Keywords: GIS, urban management, urban planning, land value, weighted overlay.
1 Introduction
The process of assessing the characteristics of a given piece of land may describe carefully
estimates of the worth landed property based on experience and judgment. It’s known that the
value and potential of propriety are fundamentally determined by location (Ping, 2005). These
emphasize the significance of spatial factors in decision making for urban management of land
valuation and the use of Geographic Information System tools.
An adjusted estimation can be done by analyzing a certain amount of land characteristics or
factor influencing the value (Ping, 2005). It is important to highlight that the process is really
complex and would be almost impossible to estimate an exact land value. But a sufficient
estimation and useful results can be done with a restricted amount of initial data and few
procedures in an objective way. To archive this goal is significant have a good previous
knowing of the study area, and may be interesting analyze first the attributes behaviour which
could be affecting the land value, in order to select the optimal factors to be considered in the
model and avoid data redundancy.
2. 2 Problem definition and objective
Land value map is used by local governments to collect land taxes, so a properly valuated land
value map may not diverge from the actual market value as well as not distort market
mechanism whereas discourage speculation. The property valorisation is created mainly by
changes that are not the result of the landowner's own effort. According to these arguments,
citizens should not pay an unfairly high or low amount of tax. On the other hand the tax
collection would work as a tool for benefits redistribution mechanism on a city. For these
reasons and many other that do not fit here, a land value map is a critical instrument for urban
management in a city.
GIS plays a critical whole in urban management mainly due to its capability to deal with large
amounts of data and spatial related events. It is clear that most of the urban issues are spatially
dependent, and that urban decisions must take into consideration many factors. The land
valuation issue was choose for be considered a dynamic process dealing with almost all the
factors acting in a city like transportation, environment, location, neighbourhood, building
quality, public equipments and so on. Those are directly consequences of urban planning and
management, whereas the value of a property is largely used in all urban studies for planning.

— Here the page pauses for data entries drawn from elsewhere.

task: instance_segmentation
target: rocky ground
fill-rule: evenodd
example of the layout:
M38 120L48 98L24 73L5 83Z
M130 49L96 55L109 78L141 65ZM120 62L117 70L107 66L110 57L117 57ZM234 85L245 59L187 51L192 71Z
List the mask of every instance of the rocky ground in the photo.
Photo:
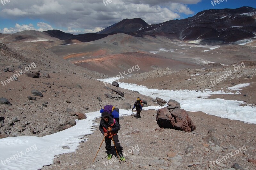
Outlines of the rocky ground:
M97 128L76 152L60 156L53 164L43 169L217 170L230 168L236 163L244 169L255 169L255 165L247 161L256 158L255 125L202 112L188 112L197 128L188 133L159 129L156 121L156 112L143 111L145 118L141 115L142 118L138 120L131 116L121 119L119 138L127 154L126 162L120 164L112 158L113 162L107 164L103 142L92 164L103 139ZM100 121L98 119L96 122ZM238 154L214 165L213 161L230 155L229 153L235 154L237 149Z
M0 59L0 80L10 78L16 71L24 70L33 62L36 65L35 69L40 71L40 75L49 74L50 77L36 79L22 75L17 80L11 81L4 86L0 85L0 98L7 99L12 104L0 104L1 138L41 137L51 134L62 130L67 124L73 125L74 120L77 116L68 113L67 108L74 112L85 113L99 110L107 104L121 108L124 102L132 104L139 97L136 92L108 86L124 94L124 97L121 97L96 79L106 77L106 75L73 65L38 44L24 42L7 46L1 45ZM252 83L250 86L243 88L241 94L210 97L243 100L247 104L255 105L255 64L245 61L244 64L245 68L214 86L211 81L226 71L233 70L234 67L219 65L210 69L188 69L179 72L159 69L129 75L122 80L149 88L177 90L225 90L226 88L235 84ZM7 68L11 71L5 72ZM12 72L12 69L14 72ZM43 97L34 96L31 91L34 89L41 92ZM105 94L118 97L111 99ZM29 100L29 96L36 97L36 100ZM157 105L155 99L140 96L149 105ZM98 99L99 97L102 101ZM255 124L201 112L188 112L197 128L188 133L158 129L156 112L152 110L143 111L145 118L141 115L142 118L138 120L131 116L121 119L119 137L124 151L128 153L125 163L109 163L105 166L107 155L103 144L96 162L92 164L103 138L97 128L94 134L88 136L87 142L81 143L76 152L59 155L54 160L54 164L43 169L223 169L230 168L237 163L244 169L255 169L256 163L248 161L256 159ZM99 123L100 120L98 119L96 121ZM158 130L155 130L156 129ZM139 153L135 150L133 153L129 153L133 148L138 148ZM235 155L236 150L238 153ZM225 162L220 161L218 165L214 165L213 161L221 160L226 156L231 157L230 154L234 156Z
M31 69L39 70L42 76L34 78L22 74L17 81L3 83L4 86L0 84L0 98L7 99L11 104L0 104L0 138L52 134L62 130L67 124L74 125L76 112L94 112L108 104L121 108L124 102L132 105L138 97L136 92L110 84L107 86L121 91L124 96L107 89L102 82L95 79L104 75L76 66L35 44L1 45L0 59L0 81L6 80L16 71L23 72L33 62L36 67ZM7 68L11 71L5 72ZM34 96L33 90L41 92L43 97ZM149 104L156 105L149 97L140 96ZM30 100L29 96L34 98ZM75 113L68 113L67 108Z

According to the above mentioned the valuation process is similar to retro alimented system
where a deep understand of the influencing factors and constant monitoring is vital.
Through the exposition of GIS application resources to urban planning and management, the
goal is to understand deeply the phenomenon of valorisation of urban land. Furthermore,
evaluate which spatial factors influence the land value in a town by comparing with the sales
price on the free market.
3 Project framework
The steps followed in this project are summarized in the figure below and each one is
described in the sequence.
Study area definition Literature review
Data collection Model attributes definition
Data pre processing Market value analysis
Analysis
phase Input influence factors
Thematic maps
Weighted overlay
Figure 1: project framework.
3. 3.1 Study area
The case study proposed has as spatial base limit the urban nucleus called "Sede" in Eldorado
do Sul/Brazil. Eldorado do Sul is located in the Metropolitan Region of Porto Alegre in the
southern more state of Brazil called Rio Grande do Sul. With only 18 years, it posses already
approximately 35.000 inhabitants, and presents a dizzy demographic growth of 5% per year.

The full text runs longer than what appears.